Quand je suis retournée dans la chambre d’Emma cet après-midi-là, elle se réveillait de sa sieste. Ses cils battaient contre ses joues. Elle se frotta les yeux du revers de la main, comme elle le faisait depuis sa plus tendre enfance. Elle se tourna vers la porte, s’attendant à voir une autre infirmière avec un autre gobelet de pilules, puis elle se figea.

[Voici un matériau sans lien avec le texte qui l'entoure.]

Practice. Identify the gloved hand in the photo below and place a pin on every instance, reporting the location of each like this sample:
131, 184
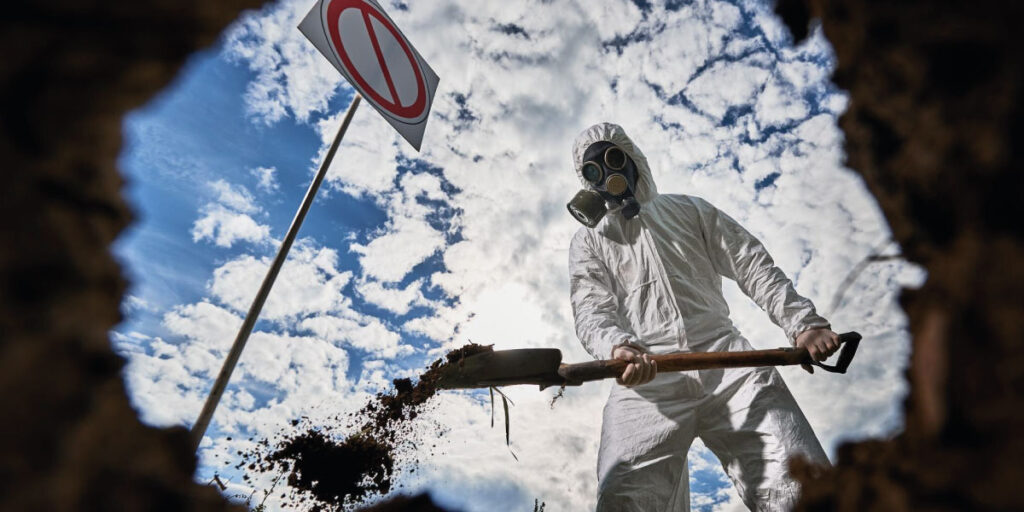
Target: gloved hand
641, 368
820, 342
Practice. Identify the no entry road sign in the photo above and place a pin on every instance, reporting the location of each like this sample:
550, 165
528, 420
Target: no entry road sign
363, 42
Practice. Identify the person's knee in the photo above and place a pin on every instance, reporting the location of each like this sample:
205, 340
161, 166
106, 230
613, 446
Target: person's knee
625, 486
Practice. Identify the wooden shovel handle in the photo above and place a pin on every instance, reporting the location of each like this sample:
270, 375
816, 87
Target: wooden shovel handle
607, 369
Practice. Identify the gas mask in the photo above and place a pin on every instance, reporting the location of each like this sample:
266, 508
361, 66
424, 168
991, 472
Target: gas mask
611, 176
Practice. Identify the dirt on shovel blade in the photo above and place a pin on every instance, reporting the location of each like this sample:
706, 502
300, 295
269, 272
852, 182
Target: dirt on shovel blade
337, 471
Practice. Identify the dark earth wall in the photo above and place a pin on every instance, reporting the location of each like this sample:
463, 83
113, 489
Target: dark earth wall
69, 438
934, 126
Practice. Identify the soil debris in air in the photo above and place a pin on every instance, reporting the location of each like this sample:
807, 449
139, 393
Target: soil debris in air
335, 471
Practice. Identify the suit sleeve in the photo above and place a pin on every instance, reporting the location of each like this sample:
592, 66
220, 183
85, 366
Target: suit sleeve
738, 255
595, 307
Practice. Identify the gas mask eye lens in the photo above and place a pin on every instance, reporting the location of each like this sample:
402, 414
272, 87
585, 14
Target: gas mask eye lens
614, 158
592, 172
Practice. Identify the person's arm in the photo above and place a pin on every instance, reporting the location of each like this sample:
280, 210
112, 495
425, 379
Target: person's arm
738, 255
599, 326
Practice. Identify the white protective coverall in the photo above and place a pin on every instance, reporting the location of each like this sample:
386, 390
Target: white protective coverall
654, 281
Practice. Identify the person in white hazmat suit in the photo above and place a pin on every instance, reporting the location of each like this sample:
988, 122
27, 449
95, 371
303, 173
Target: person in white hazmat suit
646, 279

Ses yeux s’écarquillèrent, parcourant du regard chaque centimètre de mon crâne fraîchement rasé. Sa main se porta instinctivement à son propre chapeau.
« Maman ? » murmura-t-elle, comme si j’étais une étrangère.
Je me suis approchée du lit, tout mon corps vibrant. J’ai attrapé ses doigts, chauds et secs contre les miens.
« Ce matin, » ai-je dit, « tu t’es traité de monstre. »
Elle tressaillit et tenta de détourner le regard. Je lui serrai doucement la main.
« Si tu es un monstre, » dis-je, la voix tremblante mais suffisamment assurée pour terminer, « alors moi aussi. On est faits l’un pour l’autre. »
Pendant un instant, elle resta silencieuse. Son regard glissa de mon cuir chevelu à mes yeux, puis revint à mon cuir chevelu, scrutant mon visage à la recherche de moquerie, de pitié, de quelque chose qu’elle pourrait repousser.
« Tu… as fait ça… pour moi ? » demanda-t-elle enfin, à peine plus fort qu’un murmure.
« J’ai fait ça parce que je suis dans votre équipe », ai-je dit. « Quel que soit le nom qu’ils vous donnent, ils doivent m’appeler aussi. »
Sa lèvre inférieure trembla. Un son, entre rire et sanglot, lui échappa. De sa main libre, elle effleura ma tête du bout des doigts, comme si j’allais me briser.
« Tu as l’air bizarre », a-t-elle fini par dire.